Just to confirm, we're all agreed that we'll use the OTU tables that I generate in the re-run for all analyses? Just want to make sure that we're all on the same page because it's going to take me most of the day to re-run all of this.

floresg commented 11 years ago

I am working on the list now - do you want it to include the sampleIDs from ambiguous time points? The new otu table will still be closed reference, correct?

gregcaporaso commented 11 years ago

Yes, still closed reference. could you create a list of the ambiguous time points separately? it seems like we'd still want to include those in the non-timeseries analyses.

floresg commented 11 years ago

@gregcaporaso I just noticed in the code above that for the PersonalID values you only included "SwabBlank and NTC" as the input values. There are also blanks labeled ntc and ExtBlank that should be included.

gregcaporaso commented 11 years ago

Good catch - thanks! So when I do the filtering on Friday, the filtering should be based on columns with ExtBlank, SwabBlank, NTC, and ntc? Is there a difference between NTC and ntc, or should we just map all of those to a single case for consistency?

floresg commented 11 years ago

There is no difference between ntc and NTC. There are some ExtBlank and SwabBlank ids we may want to exclude - I'll get back to you on that tomorrow, Thursday.
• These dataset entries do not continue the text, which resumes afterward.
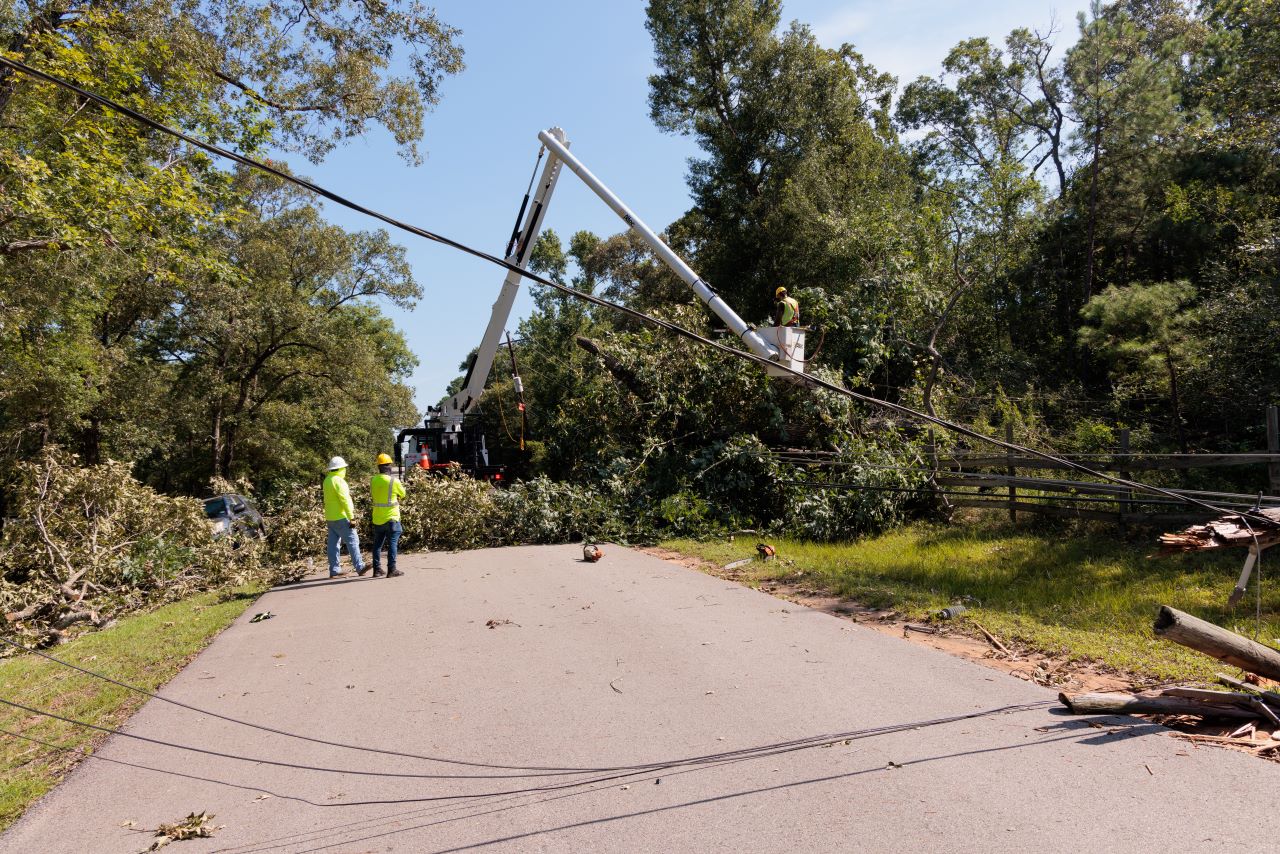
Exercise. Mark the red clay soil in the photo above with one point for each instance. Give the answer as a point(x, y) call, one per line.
point(964, 640)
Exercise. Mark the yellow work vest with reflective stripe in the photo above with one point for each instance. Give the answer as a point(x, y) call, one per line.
point(385, 493)
point(790, 311)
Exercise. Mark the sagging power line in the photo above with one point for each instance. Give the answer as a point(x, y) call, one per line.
point(798, 375)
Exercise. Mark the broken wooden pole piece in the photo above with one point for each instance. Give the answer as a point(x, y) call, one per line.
point(1220, 643)
point(992, 639)
point(1208, 695)
point(1138, 704)
point(1270, 697)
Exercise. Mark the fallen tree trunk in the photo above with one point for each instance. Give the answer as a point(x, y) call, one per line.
point(1217, 642)
point(1138, 704)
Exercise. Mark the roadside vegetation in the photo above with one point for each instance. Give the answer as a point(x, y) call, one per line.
point(145, 651)
point(1077, 592)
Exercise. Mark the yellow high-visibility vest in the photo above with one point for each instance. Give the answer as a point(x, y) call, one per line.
point(385, 493)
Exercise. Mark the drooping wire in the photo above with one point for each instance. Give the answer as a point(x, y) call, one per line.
point(813, 382)
point(278, 763)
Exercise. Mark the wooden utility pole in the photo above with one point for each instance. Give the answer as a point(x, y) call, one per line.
point(1127, 503)
point(1274, 447)
point(1011, 471)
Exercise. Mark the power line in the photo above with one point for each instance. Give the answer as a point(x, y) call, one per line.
point(632, 771)
point(284, 733)
point(813, 382)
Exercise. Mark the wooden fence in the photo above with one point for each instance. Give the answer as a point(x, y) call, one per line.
point(976, 479)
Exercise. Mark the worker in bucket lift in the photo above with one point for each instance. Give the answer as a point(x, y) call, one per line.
point(385, 492)
point(341, 515)
point(786, 310)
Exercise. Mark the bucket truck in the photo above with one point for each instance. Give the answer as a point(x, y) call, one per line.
point(448, 437)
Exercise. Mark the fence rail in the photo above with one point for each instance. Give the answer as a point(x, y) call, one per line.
point(1009, 489)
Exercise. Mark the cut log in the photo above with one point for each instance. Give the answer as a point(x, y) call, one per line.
point(1138, 704)
point(1228, 531)
point(1208, 695)
point(1217, 642)
point(1270, 697)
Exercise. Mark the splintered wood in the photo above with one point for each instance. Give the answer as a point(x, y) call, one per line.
point(1224, 533)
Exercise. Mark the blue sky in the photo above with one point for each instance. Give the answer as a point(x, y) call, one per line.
point(583, 65)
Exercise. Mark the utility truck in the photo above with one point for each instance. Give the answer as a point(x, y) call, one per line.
point(452, 434)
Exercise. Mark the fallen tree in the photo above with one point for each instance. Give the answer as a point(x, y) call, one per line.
point(1220, 643)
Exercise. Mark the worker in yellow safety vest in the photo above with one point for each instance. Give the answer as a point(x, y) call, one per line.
point(786, 310)
point(385, 492)
point(341, 515)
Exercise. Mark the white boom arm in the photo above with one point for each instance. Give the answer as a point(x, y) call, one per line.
point(753, 339)
point(472, 387)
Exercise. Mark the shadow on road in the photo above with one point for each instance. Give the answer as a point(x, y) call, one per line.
point(365, 831)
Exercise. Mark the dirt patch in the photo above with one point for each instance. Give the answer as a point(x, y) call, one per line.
point(960, 638)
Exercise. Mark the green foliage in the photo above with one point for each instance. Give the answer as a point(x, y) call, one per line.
point(144, 649)
point(90, 544)
point(1069, 590)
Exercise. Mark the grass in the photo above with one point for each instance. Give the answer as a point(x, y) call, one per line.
point(1087, 593)
point(145, 651)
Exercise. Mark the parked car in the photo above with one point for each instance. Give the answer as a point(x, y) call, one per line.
point(232, 514)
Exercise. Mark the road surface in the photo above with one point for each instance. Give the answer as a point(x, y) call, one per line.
point(530, 657)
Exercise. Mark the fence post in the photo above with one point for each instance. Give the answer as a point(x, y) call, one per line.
point(1127, 502)
point(1274, 447)
point(1013, 489)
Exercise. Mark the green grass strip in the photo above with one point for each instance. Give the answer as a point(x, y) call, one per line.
point(145, 651)
point(1087, 593)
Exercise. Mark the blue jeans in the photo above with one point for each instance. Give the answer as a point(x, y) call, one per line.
point(341, 530)
point(388, 534)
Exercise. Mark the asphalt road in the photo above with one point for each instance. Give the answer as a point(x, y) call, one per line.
point(630, 661)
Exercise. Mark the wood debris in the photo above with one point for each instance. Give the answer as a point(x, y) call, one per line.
point(1247, 702)
point(1226, 531)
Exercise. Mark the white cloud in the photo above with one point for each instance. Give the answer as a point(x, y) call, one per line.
point(840, 27)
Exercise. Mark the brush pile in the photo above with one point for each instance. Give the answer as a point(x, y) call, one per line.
point(1247, 702)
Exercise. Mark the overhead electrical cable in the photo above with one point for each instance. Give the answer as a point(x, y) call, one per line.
point(284, 733)
point(632, 771)
point(813, 382)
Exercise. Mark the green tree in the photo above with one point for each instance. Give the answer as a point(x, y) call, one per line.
point(287, 361)
point(801, 182)
point(1124, 99)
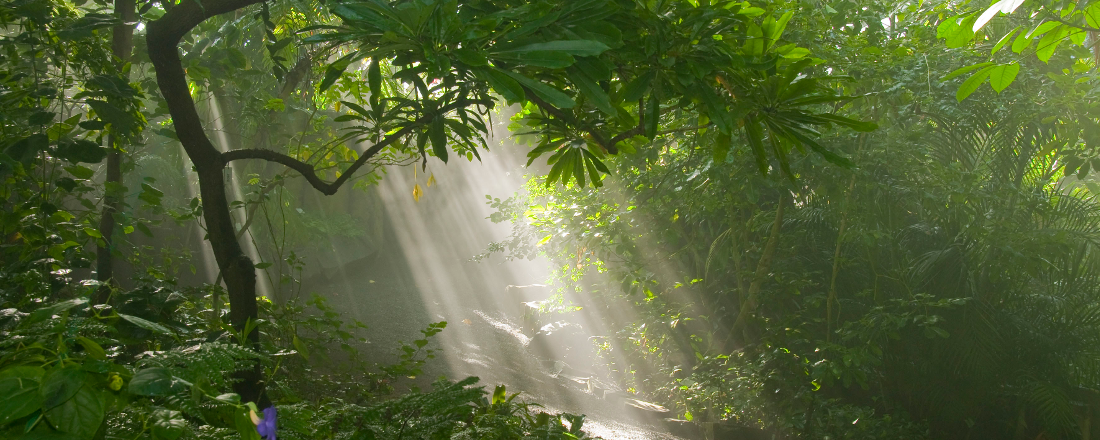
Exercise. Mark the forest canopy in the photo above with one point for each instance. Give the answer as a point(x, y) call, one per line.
point(822, 220)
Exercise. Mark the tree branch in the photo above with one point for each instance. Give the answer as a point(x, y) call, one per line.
point(307, 169)
point(309, 173)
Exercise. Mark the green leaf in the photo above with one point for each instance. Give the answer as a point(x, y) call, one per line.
point(41, 118)
point(26, 149)
point(155, 382)
point(1049, 42)
point(552, 96)
point(652, 117)
point(540, 58)
point(971, 84)
point(80, 415)
point(637, 87)
point(303, 350)
point(120, 120)
point(961, 70)
point(145, 323)
point(336, 69)
point(61, 384)
point(1004, 40)
point(244, 427)
point(722, 143)
point(94, 350)
point(437, 133)
point(592, 90)
point(374, 79)
point(1001, 76)
point(55, 309)
point(168, 425)
point(80, 151)
point(1022, 42)
point(578, 47)
point(471, 57)
point(504, 85)
point(21, 397)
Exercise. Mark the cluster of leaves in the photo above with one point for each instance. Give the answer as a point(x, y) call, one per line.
point(906, 296)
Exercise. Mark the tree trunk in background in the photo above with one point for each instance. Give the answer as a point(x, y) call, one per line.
point(122, 39)
point(237, 268)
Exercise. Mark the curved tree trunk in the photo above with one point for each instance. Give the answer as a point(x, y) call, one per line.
point(237, 268)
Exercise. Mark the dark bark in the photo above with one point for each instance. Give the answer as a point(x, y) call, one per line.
point(238, 270)
point(122, 37)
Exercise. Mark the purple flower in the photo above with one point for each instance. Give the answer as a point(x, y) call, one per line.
point(266, 427)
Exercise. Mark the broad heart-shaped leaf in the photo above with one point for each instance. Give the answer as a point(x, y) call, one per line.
point(61, 384)
point(1001, 76)
point(552, 96)
point(79, 416)
point(579, 47)
point(437, 133)
point(971, 84)
point(21, 397)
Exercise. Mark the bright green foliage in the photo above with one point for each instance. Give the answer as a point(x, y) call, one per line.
point(594, 76)
point(1041, 28)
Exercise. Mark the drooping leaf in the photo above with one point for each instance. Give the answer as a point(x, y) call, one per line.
point(437, 132)
point(576, 47)
point(79, 416)
point(332, 72)
point(971, 84)
point(61, 384)
point(1001, 76)
point(145, 323)
point(552, 96)
point(21, 397)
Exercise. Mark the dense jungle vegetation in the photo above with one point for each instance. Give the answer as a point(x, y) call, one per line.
point(826, 219)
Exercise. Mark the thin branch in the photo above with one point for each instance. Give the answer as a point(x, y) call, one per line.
point(309, 173)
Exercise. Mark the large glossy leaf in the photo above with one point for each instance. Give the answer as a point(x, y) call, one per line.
point(1001, 76)
point(504, 85)
point(332, 72)
point(592, 90)
point(437, 132)
point(21, 397)
point(552, 96)
point(578, 47)
point(145, 323)
point(80, 151)
point(539, 58)
point(61, 384)
point(79, 416)
point(155, 382)
point(971, 84)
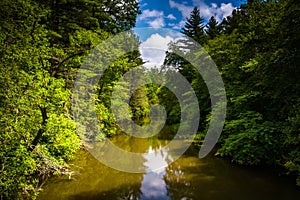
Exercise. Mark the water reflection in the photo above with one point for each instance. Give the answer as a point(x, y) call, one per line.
point(153, 184)
point(186, 178)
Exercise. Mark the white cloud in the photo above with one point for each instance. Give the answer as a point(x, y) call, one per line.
point(206, 11)
point(184, 9)
point(150, 14)
point(219, 12)
point(154, 48)
point(157, 23)
point(180, 25)
point(171, 16)
point(143, 5)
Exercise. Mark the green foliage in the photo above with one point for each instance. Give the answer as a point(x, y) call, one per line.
point(43, 44)
point(257, 53)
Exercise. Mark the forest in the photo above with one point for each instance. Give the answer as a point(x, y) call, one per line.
point(44, 43)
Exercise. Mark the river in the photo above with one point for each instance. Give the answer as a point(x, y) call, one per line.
point(188, 177)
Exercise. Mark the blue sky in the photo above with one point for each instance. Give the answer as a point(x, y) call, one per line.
point(165, 18)
point(172, 13)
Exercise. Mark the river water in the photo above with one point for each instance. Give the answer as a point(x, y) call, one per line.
point(188, 177)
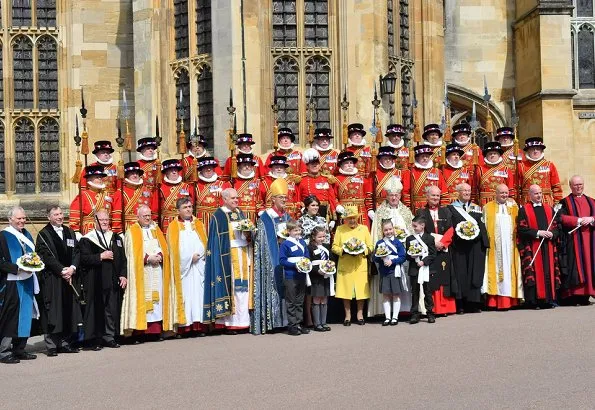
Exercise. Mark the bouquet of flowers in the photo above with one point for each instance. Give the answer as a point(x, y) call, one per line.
point(327, 268)
point(467, 230)
point(415, 249)
point(246, 225)
point(382, 250)
point(304, 265)
point(30, 262)
point(354, 246)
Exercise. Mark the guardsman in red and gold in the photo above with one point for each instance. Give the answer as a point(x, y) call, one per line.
point(461, 133)
point(493, 172)
point(394, 139)
point(385, 170)
point(423, 174)
point(505, 136)
point(287, 149)
point(147, 159)
point(208, 189)
point(323, 143)
point(277, 166)
point(352, 188)
point(103, 151)
point(357, 145)
point(432, 136)
point(455, 172)
point(133, 194)
point(535, 169)
point(244, 144)
point(321, 186)
point(250, 189)
point(171, 189)
point(90, 200)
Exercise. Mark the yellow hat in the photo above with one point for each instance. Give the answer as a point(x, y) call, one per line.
point(351, 211)
point(279, 187)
floresg commented 11 years ago

Just remembered the original week 1 samples - do you want to include those when you re-pick outs?

gregcaporaso commented 11 years ago

Yes, I think we should include those in the OTU picking, but filter to a separate OTU table and mapping file (we can make that a new tab in the google doc). I think that will provide some useful technical information (run to run variability) but is not biologically interesting, so no point in include in the majority of the analyses. Agree?

gregcaporaso commented 11 years ago

OK, OTU picking is complete, so am all set to start re-processing. The new OTU tables will be available tomorrow (GitHub is still the old data right now!).

Some notes on seq/sample summaries from the new run versus the old run (i.e., Greengenes 12_10 v Greengenes 4feb2011) are here. Briefly, the median on a per-body-site basis is ~300-500 sequences higher per samples, so this will likely rescue a few samples that were previously falling below our 10k seqs/sample threshold.